Patiënte: Ja dokter, ik heb last met plassen.
Dokter: ….
Patiënte: Geen pijn of zo. Ik kan het soms moeilijk ophouden.
Dokter: En dan gebeurt er wel eens een ‘ongelukje’?
Patiënte: Nou, zeg maar ‘ongeluk’!
Dokter: Da’s vervelend voor u.
Patiënte: Ontzettend! Ik heb al van alles geprobeerd: warme sokken, geen koffie of thee meer drinken, steeds vóór ik de deur uitga even naar de wc, maar het helpt allemaal niet. En die verbandjes: ik heb het idee dat ik stink! Soms denk ik dat ik mezelf ruik op mijn werk. Dan ga ik naar de wc en ga ik mezelf van onder wassen: Da’s toch niet normáál meer! Hebt u daar nou geen oplossing voor?

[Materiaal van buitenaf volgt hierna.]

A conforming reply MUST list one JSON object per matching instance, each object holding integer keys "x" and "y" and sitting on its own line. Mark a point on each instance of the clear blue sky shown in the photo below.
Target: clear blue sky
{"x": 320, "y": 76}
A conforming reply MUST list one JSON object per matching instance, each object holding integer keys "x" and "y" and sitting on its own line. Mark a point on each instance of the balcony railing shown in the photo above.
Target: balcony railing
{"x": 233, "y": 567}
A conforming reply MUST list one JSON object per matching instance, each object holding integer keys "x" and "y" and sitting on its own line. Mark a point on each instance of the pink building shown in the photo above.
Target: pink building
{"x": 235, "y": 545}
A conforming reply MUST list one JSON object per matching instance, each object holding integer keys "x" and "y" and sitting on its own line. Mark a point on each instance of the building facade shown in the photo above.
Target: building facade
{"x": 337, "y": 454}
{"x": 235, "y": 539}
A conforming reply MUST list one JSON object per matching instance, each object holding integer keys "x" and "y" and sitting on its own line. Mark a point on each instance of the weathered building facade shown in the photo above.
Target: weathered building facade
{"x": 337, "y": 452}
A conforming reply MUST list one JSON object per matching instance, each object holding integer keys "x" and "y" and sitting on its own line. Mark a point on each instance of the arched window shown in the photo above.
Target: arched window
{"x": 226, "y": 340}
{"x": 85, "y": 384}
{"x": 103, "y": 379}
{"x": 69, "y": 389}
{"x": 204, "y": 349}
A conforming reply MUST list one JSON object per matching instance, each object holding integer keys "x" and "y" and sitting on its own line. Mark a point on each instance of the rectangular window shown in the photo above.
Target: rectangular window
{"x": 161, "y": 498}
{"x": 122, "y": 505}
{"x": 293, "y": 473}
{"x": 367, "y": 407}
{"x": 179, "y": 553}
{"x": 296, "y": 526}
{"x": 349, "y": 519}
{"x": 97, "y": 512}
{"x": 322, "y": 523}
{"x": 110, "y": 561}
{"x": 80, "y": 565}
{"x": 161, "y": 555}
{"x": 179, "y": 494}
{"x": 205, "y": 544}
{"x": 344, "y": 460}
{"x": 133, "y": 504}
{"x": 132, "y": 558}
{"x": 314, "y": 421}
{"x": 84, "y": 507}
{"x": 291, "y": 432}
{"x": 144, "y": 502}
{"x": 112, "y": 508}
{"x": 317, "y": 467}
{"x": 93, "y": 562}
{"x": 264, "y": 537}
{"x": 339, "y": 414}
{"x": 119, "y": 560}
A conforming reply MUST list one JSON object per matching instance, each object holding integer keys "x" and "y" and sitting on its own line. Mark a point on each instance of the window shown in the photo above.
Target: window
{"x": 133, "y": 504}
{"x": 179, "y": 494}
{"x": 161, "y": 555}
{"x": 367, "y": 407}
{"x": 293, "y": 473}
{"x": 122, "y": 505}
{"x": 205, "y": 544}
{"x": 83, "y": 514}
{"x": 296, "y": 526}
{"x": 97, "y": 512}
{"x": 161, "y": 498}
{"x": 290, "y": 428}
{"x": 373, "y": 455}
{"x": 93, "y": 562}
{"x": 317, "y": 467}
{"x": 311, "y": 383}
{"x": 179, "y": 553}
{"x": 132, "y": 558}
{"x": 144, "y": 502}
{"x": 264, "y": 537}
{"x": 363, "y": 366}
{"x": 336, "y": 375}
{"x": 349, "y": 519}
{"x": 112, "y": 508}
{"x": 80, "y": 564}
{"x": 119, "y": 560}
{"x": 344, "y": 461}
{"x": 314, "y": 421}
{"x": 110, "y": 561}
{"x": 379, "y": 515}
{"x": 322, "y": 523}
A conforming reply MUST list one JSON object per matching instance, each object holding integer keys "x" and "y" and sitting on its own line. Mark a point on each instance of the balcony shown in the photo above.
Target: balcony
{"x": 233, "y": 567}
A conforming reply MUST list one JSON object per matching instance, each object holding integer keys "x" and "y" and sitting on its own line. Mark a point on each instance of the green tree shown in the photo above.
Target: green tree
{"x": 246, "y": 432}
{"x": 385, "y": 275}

Hier aangekomen kan ik een keuze maken: me beperken tot de wat mechanische/fysiek georiënteerde aanpak van de NHG-Standaard of me ook richten op de aloude vraag: waarom komt déze patiënt op dít moment met déze klacht bij míj? Ik heb waarschijnlijk meer dan 500 patiënten in mijn praktijk met dit probleem, maar ze komen lang niet allemaal naar de praktijk. Schaamte, financiële afwegingen en weerzin tegen ‘gedokter’ zullen daarbij wel een rol spelen. Maar bij urgency-incontinentie is – denk ik – meer aan de hand: seksuele problemen, slechte stemming, angst of spanning spelen vaak een rol in de overgang van symptoom naar klacht en dat geldt ook voor de intensiteit van de urgency-klachten. Psychologische omstandigheden bepalen dus gedeeltelijk of en wanneer een vrouw naar de dokter gaat met deze klacht. Zo bezien is urgency-incontinentie eigenlijk ook een soort stressincontinentie.